Life
Is The Mid-Life Crisis Real?
We could all use something to look forward to in life, but with decades of grown-up monotony in front of us, the happiness curves of a human lifetime can seem unclear. Is the mid-life crisis real, or just the stuff of sitcoms and romance novels? Research suggests that mid-life crises are indeed common, but to put that in more optimistic terms, hey, the best may be yet to come!
Previous researchers have looked at happiness over a lifetime by sampling different people of different ages to see how happy they were, relative to each other. But this method can introduce distortions, because generations may be jointly influenced by other historical circumstances other than just their increasing age.

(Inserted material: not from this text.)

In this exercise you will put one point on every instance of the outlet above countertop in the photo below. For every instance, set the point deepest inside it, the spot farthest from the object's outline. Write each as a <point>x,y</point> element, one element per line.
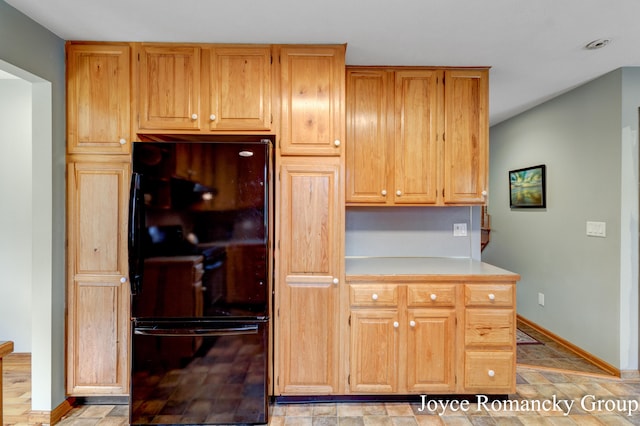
<point>440,268</point>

This time, researchers from the University of Melbourne, the London School of Economics, and the University of Warwick department of economics used longitudinal data to study specific individuals' happiness over long periods of time. They looked at 4 large datasets on people up to 70 years old in Britain, Australia, and Germany. The participants had answered one crucial question several times over their lifespans: “How satisfied are you with your life overall?” (to be answered on a 7- or 11-point scale).
As it turns out, the participants did display a U-shaped happiness trajectory, with their answers to the life satisfaction question bottoming out around 40 or 50. The difference between happiness at 25 and at the mid-life low was comparable to "a substantial percentage of the effect on well-being of major events such as divorce or unemployment" (in other words, the change was pretty big).

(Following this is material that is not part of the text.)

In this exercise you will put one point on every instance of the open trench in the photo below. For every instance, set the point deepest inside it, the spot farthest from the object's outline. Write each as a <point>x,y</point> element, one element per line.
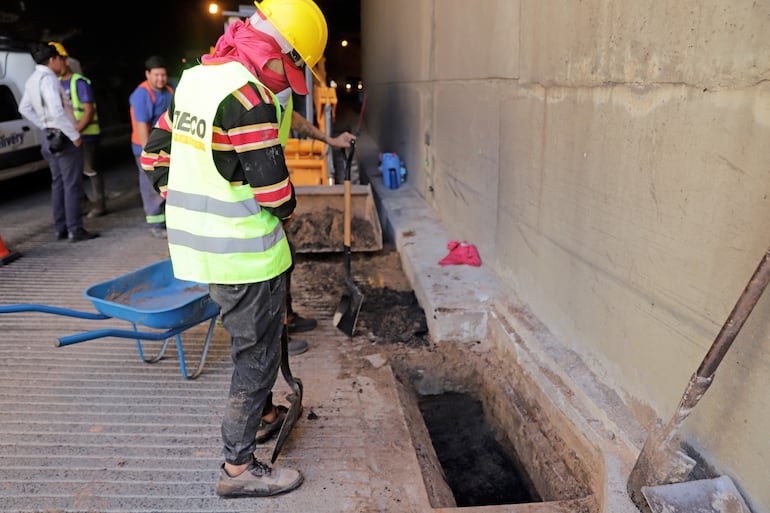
<point>484,434</point>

Of course, just because happiness tends to dip mid-life doesn't mean you have to do something crazy or imprudent in an often fruitless attempt to make it go away. If you can hang in there, the apparent "crisis" is likely to go away on its own. Since family and friends and meaningful work are typically people's largest sources of satisfaction in life, it would be very wise indeed to disrupt these at exactly the time when you need to lean on them the most.
You might need to look for this kind of value and meaning in your life even sooner than that, though, because additional, disturbing evidence suggests that the happiness of American adults is dropping in general and now even 30-year olds are less happier than teens (yikes). This could mean that the lifetime U-shape of happiness is growing even steeper. But since these studies necessarily describe only general trends, and everyone's life is different, there's some hope that you can become an outlier if you can figure out what matters and pursue it ASAP. Godspeed!